KABUL - Pemerintahan yang dikelola Taliban Afghanistan mengatakan pada Kamis, (22/12/2022) membela keputusannya untuk menutup universitas untuk perempuan. Menurut Taliban, keputusan itu diambil karena para siswa perempuan tidak mematuhi interpretasinya tentang aturan berpakaian Islami.
Mahasiswa perempuan ditolak masuk kampus pada Rabu, (21/12/2022) dan kementerian pendidikan tinggi mengatakan akses mereka akan ditangguhkan "sampai pemberitahuan lebih lanjut". Langkah tersebut memicu kecaman keras dari pemerintah asing dan kritik dari beberapa warga Afghanistan, yang memicu protes di kota-kota Afghanistan.
Penjabat Menteri Pendidikan Tinggi Taliban Nida Mohammad Nadim, dalam komentar pertamanya tentang masalah tersebut, mengatakan kepada penyiar negara Afghanistan RTA bahwa beberapa masalah telah mendorong keputusan tersebut, termasuk siswa perempuan yang tidak mengenakan pakaian Islami yang pantas dan interaksi antara siswa dari jenis kelamin yang berbeda terjadi.
"Mereka tidak memperhatikan Hijab (aturan berpakaian wanita Islami), mereka datang dengan pakaian yang kebanyakan wanita pakai untuk pergi ke pesta pernikahan," kata Nadim sebagaimana dilansir Reuters.

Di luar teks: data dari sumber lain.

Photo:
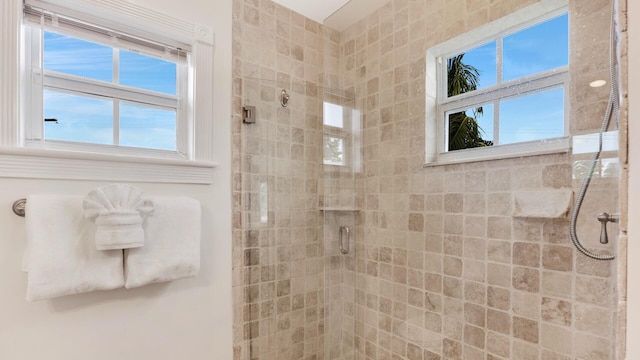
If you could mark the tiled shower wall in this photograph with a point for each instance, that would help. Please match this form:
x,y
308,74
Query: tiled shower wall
x,y
443,271
278,273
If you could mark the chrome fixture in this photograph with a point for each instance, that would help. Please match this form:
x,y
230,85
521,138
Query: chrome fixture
x,y
604,218
612,110
344,230
284,98
18,207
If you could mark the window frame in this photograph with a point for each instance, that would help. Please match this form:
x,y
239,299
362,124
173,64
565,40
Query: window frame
x,y
438,104
17,159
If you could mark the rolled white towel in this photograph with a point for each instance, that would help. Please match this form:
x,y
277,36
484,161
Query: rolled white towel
x,y
61,257
118,211
172,243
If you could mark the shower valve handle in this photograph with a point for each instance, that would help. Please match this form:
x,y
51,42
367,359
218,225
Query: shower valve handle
x,y
604,218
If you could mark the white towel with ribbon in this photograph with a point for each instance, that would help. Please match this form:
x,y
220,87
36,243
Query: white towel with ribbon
x,y
61,258
119,211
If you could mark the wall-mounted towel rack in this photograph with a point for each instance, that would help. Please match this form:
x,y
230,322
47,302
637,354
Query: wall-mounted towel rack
x,y
18,207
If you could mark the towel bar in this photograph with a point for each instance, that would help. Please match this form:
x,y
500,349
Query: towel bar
x,y
18,207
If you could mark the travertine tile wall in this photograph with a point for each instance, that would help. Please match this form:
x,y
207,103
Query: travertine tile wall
x,y
442,269
278,273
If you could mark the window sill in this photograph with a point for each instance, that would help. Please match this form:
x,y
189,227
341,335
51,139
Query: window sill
x,y
71,165
529,148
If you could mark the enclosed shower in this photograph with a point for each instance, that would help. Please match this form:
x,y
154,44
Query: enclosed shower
x,y
347,247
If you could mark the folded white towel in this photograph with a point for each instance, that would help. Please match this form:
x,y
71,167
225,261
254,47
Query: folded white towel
x,y
61,257
172,243
118,211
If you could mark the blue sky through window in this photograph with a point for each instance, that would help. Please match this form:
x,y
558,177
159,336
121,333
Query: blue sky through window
x,y
540,115
90,119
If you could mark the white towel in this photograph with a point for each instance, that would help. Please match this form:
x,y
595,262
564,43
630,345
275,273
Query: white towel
x,y
118,211
61,257
172,243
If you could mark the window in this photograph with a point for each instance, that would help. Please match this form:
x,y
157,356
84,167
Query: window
x,y
101,89
336,135
504,87
101,115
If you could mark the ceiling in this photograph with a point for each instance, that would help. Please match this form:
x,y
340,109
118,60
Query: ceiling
x,y
337,14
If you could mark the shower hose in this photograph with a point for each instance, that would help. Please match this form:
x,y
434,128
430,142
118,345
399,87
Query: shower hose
x,y
612,109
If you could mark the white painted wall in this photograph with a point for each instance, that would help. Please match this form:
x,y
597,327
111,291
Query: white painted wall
x,y
185,319
633,269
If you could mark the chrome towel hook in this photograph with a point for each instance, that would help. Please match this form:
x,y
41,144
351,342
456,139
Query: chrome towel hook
x,y
344,230
284,98
18,207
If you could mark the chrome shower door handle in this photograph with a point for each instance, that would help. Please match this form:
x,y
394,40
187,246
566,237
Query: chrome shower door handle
x,y
344,230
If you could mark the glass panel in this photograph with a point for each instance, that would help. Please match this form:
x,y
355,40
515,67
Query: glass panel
x,y
77,57
333,115
147,127
334,150
77,118
147,73
532,117
472,70
536,49
471,128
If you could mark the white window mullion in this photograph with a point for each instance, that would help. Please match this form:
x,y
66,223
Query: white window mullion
x,y
116,66
116,102
99,88
34,115
499,61
496,122
116,122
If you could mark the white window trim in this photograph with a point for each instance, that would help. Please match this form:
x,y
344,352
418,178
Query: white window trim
x,y
434,126
16,160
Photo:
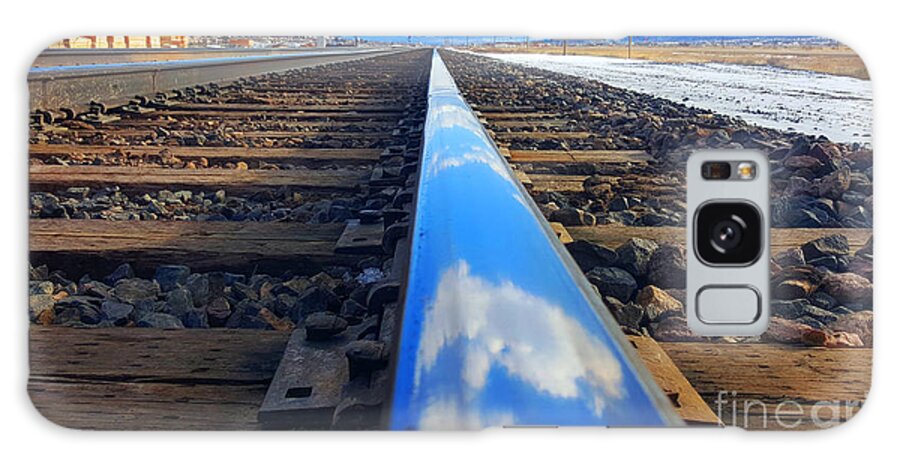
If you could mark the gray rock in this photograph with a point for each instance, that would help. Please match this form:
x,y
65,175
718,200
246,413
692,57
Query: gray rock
x,y
170,276
313,300
40,303
831,252
572,217
44,287
81,309
218,310
634,256
241,291
353,312
195,318
614,282
667,267
124,271
619,203
117,313
135,290
178,302
790,309
160,321
198,285
589,255
823,300
323,326
246,316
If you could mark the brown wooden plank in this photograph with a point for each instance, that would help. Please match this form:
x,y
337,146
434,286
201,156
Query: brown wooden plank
x,y
688,403
53,178
269,107
750,381
98,246
294,115
150,379
140,132
219,154
257,122
581,156
613,235
543,135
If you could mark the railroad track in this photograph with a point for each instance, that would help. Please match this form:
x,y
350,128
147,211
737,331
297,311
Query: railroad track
x,y
266,198
303,182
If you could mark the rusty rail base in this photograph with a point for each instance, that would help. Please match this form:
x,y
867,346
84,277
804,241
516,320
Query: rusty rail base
x,y
115,86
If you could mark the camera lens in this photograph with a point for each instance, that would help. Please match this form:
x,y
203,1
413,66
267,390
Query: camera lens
x,y
728,233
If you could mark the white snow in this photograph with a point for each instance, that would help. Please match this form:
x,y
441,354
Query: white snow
x,y
808,102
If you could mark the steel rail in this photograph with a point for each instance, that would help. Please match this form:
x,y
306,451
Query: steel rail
x,y
499,326
74,87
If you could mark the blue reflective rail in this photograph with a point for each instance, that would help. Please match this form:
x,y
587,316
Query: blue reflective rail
x,y
500,327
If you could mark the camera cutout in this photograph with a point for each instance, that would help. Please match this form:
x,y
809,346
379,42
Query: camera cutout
x,y
728,233
728,242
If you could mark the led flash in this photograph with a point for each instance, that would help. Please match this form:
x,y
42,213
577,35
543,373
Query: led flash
x,y
746,171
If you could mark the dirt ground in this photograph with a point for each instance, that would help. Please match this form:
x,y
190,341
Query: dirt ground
x,y
840,60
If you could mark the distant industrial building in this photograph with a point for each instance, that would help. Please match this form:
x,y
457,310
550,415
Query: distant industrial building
x,y
124,41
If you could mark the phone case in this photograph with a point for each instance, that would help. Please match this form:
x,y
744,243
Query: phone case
x,y
408,233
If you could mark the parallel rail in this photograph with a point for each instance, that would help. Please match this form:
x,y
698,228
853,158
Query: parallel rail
x,y
500,328
75,87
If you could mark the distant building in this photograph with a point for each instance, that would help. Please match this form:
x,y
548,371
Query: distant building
x,y
124,41
241,42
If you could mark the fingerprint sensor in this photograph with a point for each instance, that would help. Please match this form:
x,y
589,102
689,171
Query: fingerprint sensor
x,y
724,304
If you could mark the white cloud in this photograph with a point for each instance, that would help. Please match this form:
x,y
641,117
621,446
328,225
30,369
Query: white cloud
x,y
447,415
502,326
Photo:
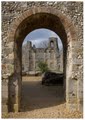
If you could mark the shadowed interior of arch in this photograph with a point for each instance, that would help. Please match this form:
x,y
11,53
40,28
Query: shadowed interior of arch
x,y
36,21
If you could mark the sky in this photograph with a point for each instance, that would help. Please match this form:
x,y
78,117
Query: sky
x,y
41,35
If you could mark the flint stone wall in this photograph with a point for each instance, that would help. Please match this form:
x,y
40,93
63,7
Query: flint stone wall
x,y
73,11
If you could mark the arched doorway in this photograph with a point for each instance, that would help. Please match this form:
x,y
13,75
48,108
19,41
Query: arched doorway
x,y
41,47
31,20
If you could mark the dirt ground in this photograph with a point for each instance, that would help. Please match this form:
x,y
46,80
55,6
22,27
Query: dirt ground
x,y
39,101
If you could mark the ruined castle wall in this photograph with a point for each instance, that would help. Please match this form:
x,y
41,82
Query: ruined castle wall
x,y
74,12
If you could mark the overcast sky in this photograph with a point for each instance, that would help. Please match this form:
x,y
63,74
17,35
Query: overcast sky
x,y
39,35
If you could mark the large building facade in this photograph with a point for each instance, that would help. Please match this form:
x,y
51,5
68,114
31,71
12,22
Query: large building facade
x,y
32,56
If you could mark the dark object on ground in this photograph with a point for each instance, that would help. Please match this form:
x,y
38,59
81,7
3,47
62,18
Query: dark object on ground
x,y
51,78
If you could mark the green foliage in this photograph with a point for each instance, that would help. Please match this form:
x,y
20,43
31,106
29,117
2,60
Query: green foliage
x,y
43,67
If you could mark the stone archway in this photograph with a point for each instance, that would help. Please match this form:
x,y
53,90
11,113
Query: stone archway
x,y
54,20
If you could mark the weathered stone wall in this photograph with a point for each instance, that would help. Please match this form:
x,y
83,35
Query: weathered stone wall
x,y
74,64
49,55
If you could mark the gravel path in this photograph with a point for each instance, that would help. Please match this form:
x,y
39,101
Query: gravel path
x,y
40,101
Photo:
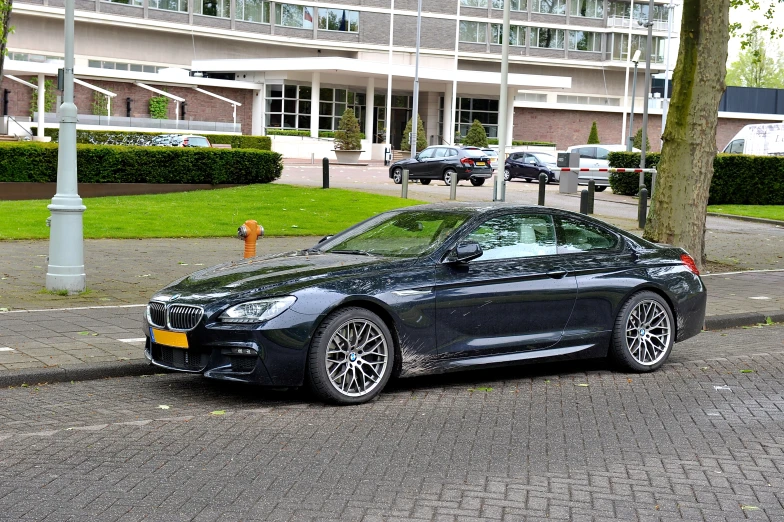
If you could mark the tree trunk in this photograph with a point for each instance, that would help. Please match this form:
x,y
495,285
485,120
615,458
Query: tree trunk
x,y
679,207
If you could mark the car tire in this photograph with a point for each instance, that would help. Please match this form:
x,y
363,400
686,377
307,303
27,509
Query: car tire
x,y
643,334
448,173
340,347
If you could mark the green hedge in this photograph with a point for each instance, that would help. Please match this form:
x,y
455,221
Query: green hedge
x,y
738,179
236,141
36,162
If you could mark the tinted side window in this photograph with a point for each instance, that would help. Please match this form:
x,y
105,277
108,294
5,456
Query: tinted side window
x,y
515,235
580,236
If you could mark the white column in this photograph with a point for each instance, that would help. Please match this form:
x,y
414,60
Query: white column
x,y
314,100
510,115
371,92
257,113
448,130
41,92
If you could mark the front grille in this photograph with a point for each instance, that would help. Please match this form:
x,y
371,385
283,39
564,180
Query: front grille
x,y
184,317
156,314
178,358
243,364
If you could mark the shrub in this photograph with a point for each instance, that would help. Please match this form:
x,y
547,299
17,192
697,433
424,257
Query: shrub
x,y
593,136
37,162
421,138
476,135
737,179
347,135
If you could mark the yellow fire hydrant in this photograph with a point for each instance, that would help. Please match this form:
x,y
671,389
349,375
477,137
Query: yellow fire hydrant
x,y
251,232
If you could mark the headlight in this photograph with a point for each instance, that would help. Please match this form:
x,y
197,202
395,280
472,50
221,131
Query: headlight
x,y
257,311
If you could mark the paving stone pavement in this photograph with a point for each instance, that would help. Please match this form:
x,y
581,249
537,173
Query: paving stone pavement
x,y
699,440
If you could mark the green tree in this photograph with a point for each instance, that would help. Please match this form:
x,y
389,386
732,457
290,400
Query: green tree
x,y
347,137
758,65
476,135
593,136
637,141
421,138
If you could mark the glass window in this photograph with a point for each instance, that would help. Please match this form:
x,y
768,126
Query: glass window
x,y
253,11
516,34
290,15
517,5
584,41
170,5
578,236
587,8
547,38
338,20
514,236
219,8
548,6
473,32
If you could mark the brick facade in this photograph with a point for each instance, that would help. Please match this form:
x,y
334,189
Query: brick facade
x,y
567,128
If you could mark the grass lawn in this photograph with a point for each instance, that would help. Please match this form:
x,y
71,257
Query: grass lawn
x,y
763,211
283,210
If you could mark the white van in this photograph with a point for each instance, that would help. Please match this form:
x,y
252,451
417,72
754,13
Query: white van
x,y
766,139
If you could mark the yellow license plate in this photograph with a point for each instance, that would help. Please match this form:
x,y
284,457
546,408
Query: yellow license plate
x,y
175,339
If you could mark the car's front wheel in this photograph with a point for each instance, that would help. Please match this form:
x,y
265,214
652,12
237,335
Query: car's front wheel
x,y
351,357
644,333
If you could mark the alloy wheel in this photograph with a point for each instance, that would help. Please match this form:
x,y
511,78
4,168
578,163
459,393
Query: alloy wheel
x,y
648,332
357,355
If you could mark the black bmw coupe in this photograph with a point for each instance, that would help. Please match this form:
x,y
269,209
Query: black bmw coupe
x,y
430,289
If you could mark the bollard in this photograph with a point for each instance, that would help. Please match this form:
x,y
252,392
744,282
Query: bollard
x,y
591,195
542,185
583,201
642,212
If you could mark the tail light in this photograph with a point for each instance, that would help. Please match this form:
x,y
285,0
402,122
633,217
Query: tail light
x,y
687,260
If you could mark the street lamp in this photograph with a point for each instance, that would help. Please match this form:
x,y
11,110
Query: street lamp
x,y
629,139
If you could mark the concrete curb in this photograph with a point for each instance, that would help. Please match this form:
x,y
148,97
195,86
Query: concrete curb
x,y
748,218
83,372
720,322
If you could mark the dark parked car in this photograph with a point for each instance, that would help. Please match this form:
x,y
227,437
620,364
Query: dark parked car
x,y
430,289
528,166
443,162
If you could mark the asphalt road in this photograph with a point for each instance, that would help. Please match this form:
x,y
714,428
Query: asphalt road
x,y
701,439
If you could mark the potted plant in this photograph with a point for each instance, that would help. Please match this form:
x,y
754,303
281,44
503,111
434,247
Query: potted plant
x,y
348,145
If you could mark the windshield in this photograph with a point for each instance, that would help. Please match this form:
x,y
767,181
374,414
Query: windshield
x,y
401,234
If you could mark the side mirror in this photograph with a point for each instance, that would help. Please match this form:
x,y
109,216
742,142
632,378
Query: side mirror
x,y
464,252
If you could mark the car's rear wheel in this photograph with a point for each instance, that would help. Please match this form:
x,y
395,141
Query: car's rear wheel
x,y
644,333
448,173
351,357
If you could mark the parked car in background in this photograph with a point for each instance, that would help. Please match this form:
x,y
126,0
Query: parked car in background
x,y
595,156
191,140
765,139
528,166
443,162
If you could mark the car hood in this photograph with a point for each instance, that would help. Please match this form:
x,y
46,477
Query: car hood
x,y
267,276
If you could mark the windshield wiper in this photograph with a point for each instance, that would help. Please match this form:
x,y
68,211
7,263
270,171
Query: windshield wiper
x,y
353,252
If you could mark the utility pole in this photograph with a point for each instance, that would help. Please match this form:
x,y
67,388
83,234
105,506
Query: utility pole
x,y
66,242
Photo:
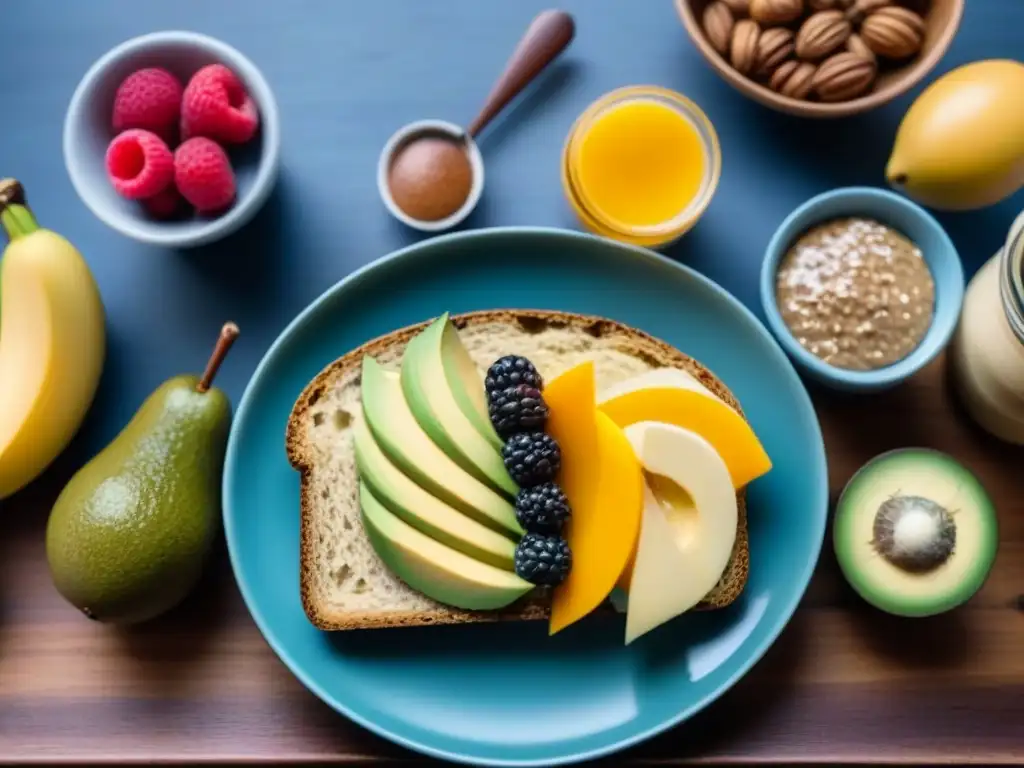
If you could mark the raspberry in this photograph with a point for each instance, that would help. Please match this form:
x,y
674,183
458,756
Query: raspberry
x,y
151,99
215,104
204,175
139,164
164,205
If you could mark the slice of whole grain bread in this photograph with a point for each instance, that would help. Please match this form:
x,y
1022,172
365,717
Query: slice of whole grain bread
x,y
344,585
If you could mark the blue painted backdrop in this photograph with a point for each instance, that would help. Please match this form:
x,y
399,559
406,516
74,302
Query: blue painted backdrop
x,y
346,74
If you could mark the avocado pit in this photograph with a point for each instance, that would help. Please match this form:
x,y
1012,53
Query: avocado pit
x,y
914,534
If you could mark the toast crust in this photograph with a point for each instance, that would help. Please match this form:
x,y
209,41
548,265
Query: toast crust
x,y
534,607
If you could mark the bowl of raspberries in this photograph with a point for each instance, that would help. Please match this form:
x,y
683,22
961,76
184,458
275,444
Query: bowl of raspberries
x,y
172,138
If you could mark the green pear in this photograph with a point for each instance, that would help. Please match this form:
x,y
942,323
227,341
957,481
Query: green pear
x,y
130,532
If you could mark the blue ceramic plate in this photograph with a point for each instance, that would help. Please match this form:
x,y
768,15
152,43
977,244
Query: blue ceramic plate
x,y
509,694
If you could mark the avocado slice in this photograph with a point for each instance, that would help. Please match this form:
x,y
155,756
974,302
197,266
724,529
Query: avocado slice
x,y
465,381
438,571
432,400
408,445
423,511
915,534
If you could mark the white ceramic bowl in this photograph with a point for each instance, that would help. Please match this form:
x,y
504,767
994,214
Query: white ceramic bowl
x,y
397,139
87,132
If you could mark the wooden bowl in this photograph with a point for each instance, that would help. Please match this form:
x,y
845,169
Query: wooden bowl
x,y
941,24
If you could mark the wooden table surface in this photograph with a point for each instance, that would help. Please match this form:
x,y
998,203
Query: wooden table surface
x,y
844,683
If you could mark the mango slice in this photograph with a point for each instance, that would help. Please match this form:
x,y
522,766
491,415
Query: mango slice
x,y
726,430
602,479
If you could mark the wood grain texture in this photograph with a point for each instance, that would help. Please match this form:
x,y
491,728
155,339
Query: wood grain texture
x,y
844,683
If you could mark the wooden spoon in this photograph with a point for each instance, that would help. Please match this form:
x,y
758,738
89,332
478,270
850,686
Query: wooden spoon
x,y
548,35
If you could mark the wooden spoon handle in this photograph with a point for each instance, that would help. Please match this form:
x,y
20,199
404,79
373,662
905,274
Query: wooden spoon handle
x,y
547,36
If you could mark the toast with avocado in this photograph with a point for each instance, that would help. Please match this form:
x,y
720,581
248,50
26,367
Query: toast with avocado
x,y
402,478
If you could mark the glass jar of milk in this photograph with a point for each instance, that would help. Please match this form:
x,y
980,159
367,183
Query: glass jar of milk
x,y
987,350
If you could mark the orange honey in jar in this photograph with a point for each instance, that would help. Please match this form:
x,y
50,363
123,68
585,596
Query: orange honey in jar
x,y
641,165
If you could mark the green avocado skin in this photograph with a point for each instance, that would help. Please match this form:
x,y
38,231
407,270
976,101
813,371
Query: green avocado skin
x,y
129,535
932,474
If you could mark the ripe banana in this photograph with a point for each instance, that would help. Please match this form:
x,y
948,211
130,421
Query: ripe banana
x,y
961,144
52,343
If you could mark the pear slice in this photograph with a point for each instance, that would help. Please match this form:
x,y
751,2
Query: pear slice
x,y
688,524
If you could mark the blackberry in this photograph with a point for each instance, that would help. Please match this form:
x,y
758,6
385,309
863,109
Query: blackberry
x,y
518,409
511,371
531,458
542,509
543,559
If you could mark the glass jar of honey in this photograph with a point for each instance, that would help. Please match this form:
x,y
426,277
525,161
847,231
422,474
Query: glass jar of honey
x,y
640,165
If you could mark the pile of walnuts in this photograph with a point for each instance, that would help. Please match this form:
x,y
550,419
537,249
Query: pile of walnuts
x,y
828,50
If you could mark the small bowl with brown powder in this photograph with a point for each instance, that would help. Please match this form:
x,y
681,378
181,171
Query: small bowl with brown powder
x,y
430,175
862,288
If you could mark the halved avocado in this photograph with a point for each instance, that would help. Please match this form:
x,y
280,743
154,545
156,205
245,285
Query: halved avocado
x,y
915,534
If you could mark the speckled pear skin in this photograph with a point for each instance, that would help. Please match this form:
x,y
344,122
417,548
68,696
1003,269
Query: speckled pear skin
x,y
129,535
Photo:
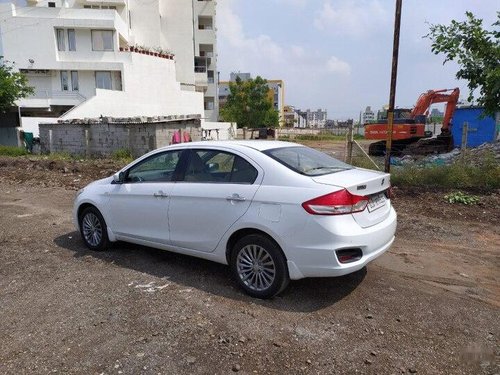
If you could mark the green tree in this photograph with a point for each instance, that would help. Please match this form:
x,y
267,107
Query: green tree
x,y
249,104
477,52
13,86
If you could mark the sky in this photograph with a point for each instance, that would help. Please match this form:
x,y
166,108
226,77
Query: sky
x,y
336,54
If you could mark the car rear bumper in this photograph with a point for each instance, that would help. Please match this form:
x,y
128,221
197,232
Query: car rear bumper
x,y
318,258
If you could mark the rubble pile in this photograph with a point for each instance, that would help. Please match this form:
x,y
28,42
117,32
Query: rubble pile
x,y
474,156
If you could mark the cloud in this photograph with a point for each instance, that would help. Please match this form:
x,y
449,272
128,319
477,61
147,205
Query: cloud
x,y
352,18
335,65
245,49
308,71
296,3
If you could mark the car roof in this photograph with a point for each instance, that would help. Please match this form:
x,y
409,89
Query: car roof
x,y
259,145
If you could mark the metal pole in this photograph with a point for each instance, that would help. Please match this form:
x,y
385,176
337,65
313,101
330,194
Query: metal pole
x,y
392,96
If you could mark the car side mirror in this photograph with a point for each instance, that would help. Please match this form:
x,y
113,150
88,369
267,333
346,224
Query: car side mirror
x,y
118,177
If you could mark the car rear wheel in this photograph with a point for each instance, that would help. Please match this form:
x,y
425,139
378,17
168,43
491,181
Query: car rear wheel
x,y
93,229
259,266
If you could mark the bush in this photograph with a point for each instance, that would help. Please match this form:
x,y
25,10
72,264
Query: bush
x,y
459,197
122,154
12,151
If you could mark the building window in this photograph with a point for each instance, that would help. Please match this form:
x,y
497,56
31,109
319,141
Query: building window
x,y
60,40
64,80
210,76
74,80
71,40
102,40
205,23
103,80
100,7
209,105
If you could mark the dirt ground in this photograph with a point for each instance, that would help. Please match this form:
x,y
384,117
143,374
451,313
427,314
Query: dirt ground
x,y
430,305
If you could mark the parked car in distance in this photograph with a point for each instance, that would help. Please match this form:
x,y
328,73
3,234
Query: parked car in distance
x,y
273,211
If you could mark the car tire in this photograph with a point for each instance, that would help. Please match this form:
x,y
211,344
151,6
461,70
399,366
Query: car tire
x,y
259,266
93,229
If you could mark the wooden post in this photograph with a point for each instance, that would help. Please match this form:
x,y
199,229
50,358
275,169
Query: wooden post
x,y
87,143
349,145
392,95
464,138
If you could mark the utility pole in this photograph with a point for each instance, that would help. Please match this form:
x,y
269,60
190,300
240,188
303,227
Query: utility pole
x,y
392,95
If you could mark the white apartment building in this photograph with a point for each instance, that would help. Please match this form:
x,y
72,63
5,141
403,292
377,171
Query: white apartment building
x,y
294,117
120,58
316,119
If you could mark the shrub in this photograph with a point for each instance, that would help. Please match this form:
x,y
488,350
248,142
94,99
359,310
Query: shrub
x,y
12,151
122,154
459,197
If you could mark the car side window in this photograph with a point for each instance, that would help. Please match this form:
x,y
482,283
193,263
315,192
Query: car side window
x,y
243,172
219,167
157,168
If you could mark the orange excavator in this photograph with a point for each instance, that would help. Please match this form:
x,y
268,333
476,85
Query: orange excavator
x,y
409,135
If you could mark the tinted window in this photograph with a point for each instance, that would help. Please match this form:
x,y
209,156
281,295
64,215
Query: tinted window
x,y
157,168
219,166
307,161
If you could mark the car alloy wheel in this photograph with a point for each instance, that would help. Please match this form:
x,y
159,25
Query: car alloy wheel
x,y
259,266
93,229
256,267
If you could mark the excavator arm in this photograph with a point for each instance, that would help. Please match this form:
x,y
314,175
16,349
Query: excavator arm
x,y
438,96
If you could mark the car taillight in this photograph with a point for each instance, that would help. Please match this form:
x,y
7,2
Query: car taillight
x,y
338,203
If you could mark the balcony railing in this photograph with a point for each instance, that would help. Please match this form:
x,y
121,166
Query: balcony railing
x,y
53,94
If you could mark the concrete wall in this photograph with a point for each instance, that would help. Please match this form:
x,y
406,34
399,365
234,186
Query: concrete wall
x,y
218,131
30,124
104,139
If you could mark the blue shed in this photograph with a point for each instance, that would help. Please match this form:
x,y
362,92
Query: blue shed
x,y
480,130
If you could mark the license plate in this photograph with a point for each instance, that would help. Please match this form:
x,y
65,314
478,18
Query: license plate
x,y
376,202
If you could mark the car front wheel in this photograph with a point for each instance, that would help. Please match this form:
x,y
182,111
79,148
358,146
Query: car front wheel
x,y
93,229
259,266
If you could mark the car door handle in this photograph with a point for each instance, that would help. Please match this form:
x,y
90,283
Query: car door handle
x,y
236,197
160,194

Menteri Luar Negeri Amerika Seriukat (AS) Antony Blinken mengatakan Taliban mencoba untuk menghukum wanita Afghanistan "untuk masa depan yang gelap tanpa kesempatan" dengan melarang mereka menghadiri universitas. Dia meminta Taliban untuk membatalkan larangan tersebut.
Pasukan pimpinan AS menarik diri dari Afghanistan pada Agustus 2021 setelah 20 tahun perang ketika bekas pemerintah yang didukung Barat runtuh dan militan, yang menerapkan interpretasi Islam yang ketat, merebut Kabul.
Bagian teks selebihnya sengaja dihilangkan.